Ratajkowski disapprovingly noted "that we force gender-based preconceptions onto people, let alone babies. I want to be a parent who allows my child to show themself to me. And yet I realize that while I may hope my child can determine their own place in the world, they will, no matter what, be faced with the undeniable constraints and constructions of gender before they can speak or, hell, even be born." And “they” will also be faced with the undeniable constraints and constructions of mortality and homo sapiens’ susceptibility to disease, depravity and inanity.
Ratajkowski then switched gears, pivoting from bemoaning the archaic notion of two sexes to lambasting white men. And boys. She said, "I've known far too many white men who move through the world unaware of their privilege, and I've been traumatized by many of my experiences with them. And boys too; it's shocking to realize how early young boys gain a sense of entitlement — to girls' bodies and to the world in general. I'm not scared of raising a 'bad guy,' as many of the men I've known who abuse their power do so unintentionally. But I'm terrified of inadvertently cultivating the carelessness and the lack of awareness that are so convenient for men. It feels much more daunting to create an understanding of privilege in a child than to teach simple black-and-white morality. How do I raise a child who learns to like themself while also teaching them about their position of power in the world?"
Incredibly, she wasn’t done with her woke sermonizing. The wealthy white supermodel went on to share a story about a friend’s struggle with her husband and baby boy: “My friend who is the mother to a three-year-old boy tells me that she didn't think she cared about gender until her doctor broke the news that she was having a son. She burst into tears in her office. ‘And then I continued to cry for a whole month,’ she says matter-of-factly. After a difficult birth experience, she developed postpartum depression and decided that she resented her husband more than she'd ever imagined possible. She told me she particularly hated — and she made an actual, physical list that she kept in her journal, editing it daily — how peacefully he slept. ‘There is nothing worse than the undisturbed sleep of a white man in a patriarchal world.’ She shakes her head. ‘It was hard to come to terms with the fact that I was bringing yet another white man into the world.’”
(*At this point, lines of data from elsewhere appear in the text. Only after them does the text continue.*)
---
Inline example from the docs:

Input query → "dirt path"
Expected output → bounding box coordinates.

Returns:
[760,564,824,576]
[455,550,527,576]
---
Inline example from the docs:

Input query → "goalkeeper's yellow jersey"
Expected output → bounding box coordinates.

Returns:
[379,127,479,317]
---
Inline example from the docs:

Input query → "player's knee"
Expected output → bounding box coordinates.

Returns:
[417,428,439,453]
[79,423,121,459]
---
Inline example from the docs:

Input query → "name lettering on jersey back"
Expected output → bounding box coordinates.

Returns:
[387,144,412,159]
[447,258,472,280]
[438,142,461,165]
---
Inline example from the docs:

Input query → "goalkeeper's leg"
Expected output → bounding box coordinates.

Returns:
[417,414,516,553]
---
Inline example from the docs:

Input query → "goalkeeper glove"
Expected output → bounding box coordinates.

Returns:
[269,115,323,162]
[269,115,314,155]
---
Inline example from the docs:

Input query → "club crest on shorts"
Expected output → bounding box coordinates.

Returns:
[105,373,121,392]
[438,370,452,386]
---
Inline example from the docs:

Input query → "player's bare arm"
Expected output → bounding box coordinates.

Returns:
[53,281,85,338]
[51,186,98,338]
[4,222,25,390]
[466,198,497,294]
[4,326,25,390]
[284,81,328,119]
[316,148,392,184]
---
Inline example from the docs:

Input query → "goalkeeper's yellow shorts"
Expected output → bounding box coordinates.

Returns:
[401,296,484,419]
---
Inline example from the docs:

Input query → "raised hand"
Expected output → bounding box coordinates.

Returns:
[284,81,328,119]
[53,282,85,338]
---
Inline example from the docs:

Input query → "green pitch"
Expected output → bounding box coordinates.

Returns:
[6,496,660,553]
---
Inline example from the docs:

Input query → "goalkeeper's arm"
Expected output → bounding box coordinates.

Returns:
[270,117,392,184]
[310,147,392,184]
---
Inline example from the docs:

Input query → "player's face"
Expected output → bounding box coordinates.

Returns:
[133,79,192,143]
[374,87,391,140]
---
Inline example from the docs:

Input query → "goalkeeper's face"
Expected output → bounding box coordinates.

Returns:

These are repulsive and terrifying thoughts. Ratajkowski’s friend resented her husband for giving her a baby? Hated that he slept peacefully? Wasn’t happy about delivering a white baby “into the world?”
Fortunately, the women I’ve been close to in my life have been the exact opposite. Have cherished their husbands and their children. Been thankful to God for their blessings. And, while not afraid to teach simple black and white morality, have been forgiving, supportive, loving. They have been proud of themselves, their children…and their men. They have been tender, nurturing…and tough. And selfless. Utterly selfless.
And they have made this a world worth living in.
If you have a mother like this, don’t wait until you are 18 to tell her how much she means to you.